Anthem Blue Cross will delay cancelling 104,000 health insurance policies
by Tracy Seipel, San Jose Mercury News
For the second time in a week, one of the largest insurance companies in California said Tuesday that it will delay canceling tens of thousands of individual health insurance policies until early next year.
Anthem Blue Cross of California will allow 104,000 of its individual policyholders to stay on their current plans through Feb. 28 after the company confirmed it did not give a 90-day notice, required by the state to alert customers that their plans would be canceled, by Dec. 31.
The news comes amid the recent furor over cancellations of millions of such individual policies across the country, many of which don’t comply with the new federal health care law.
But Americans with individual plans were promised by President Barack Obama that if they liked their policy, they could “keep it.”
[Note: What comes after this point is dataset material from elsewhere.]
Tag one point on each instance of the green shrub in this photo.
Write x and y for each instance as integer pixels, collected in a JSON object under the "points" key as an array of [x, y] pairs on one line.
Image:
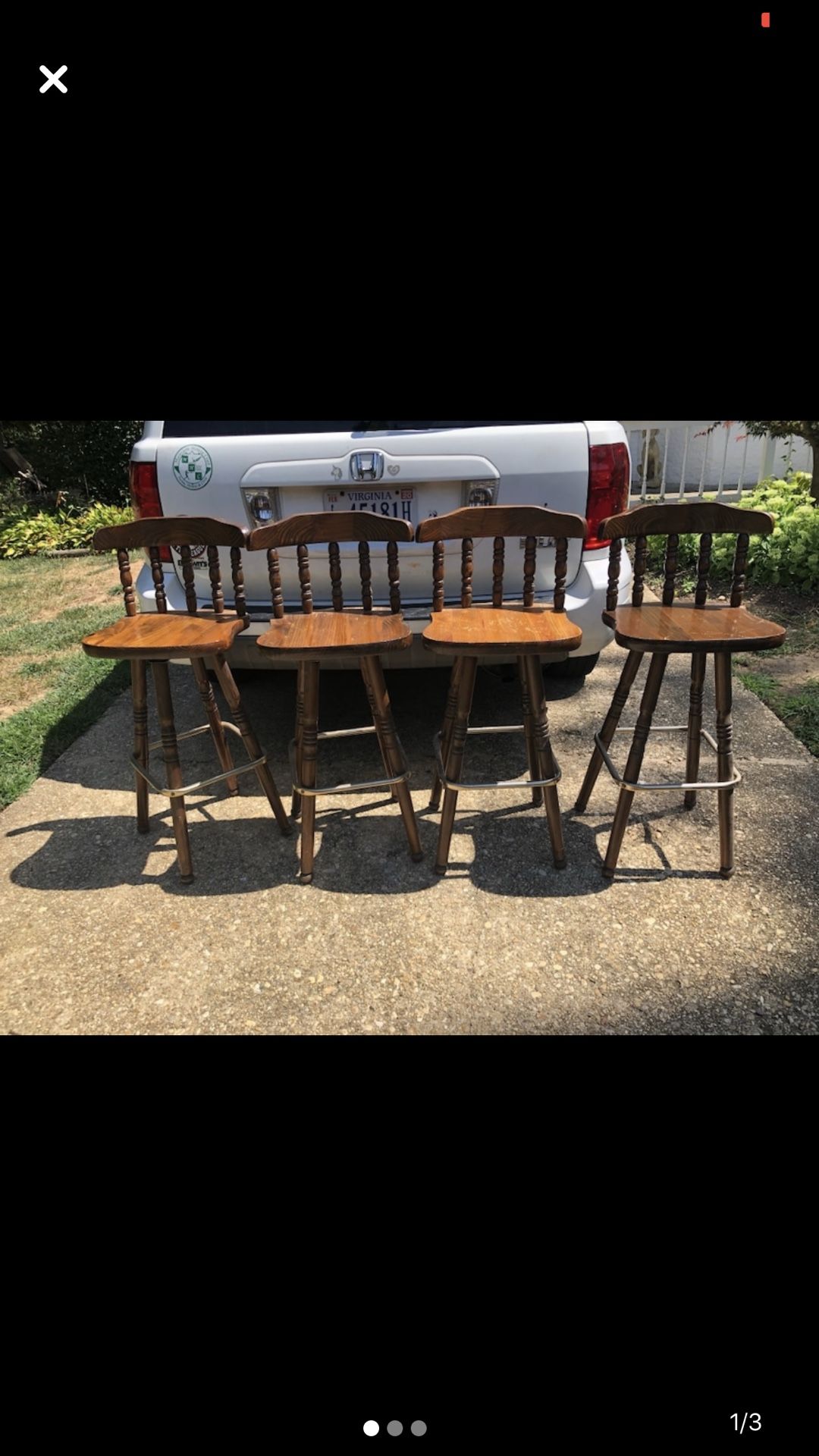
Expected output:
{"points": [[28, 532], [789, 558]]}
The president last week publicly apologized during a television interview to people “finding themselves in this situation based on assurances they got from me.”
And in an interview published Tuesday, former President Bill Clinton said that Obama should allow Americans to keep their existing health plans, even if that means tweaking the Affordable Care Act, also known as Obamacare.
California Insurance Commissioner Dave Jones, who announced the news about Anthem Blue Cross Tuesday morning, last week forced Blue Shield of California to give its 80,000 individual policy holders a three-month reprieve before canceling their policies. In that case, the company failed to give those customers 180 days notice that it was choosing to be regulated by the state’s Department of Managed Health Care rather than Jones’ Department of Insurance.
Jones reiterated that neither federal or state law requires insurance companies to cancel these policies by Dec. 31, something he said he’s consistently opposed. Jones urged other insurance companies in the state to extend their individual policy holders’ plans until at least March 31, and preferably until the end of 2014, as small businesses have been allowed to do.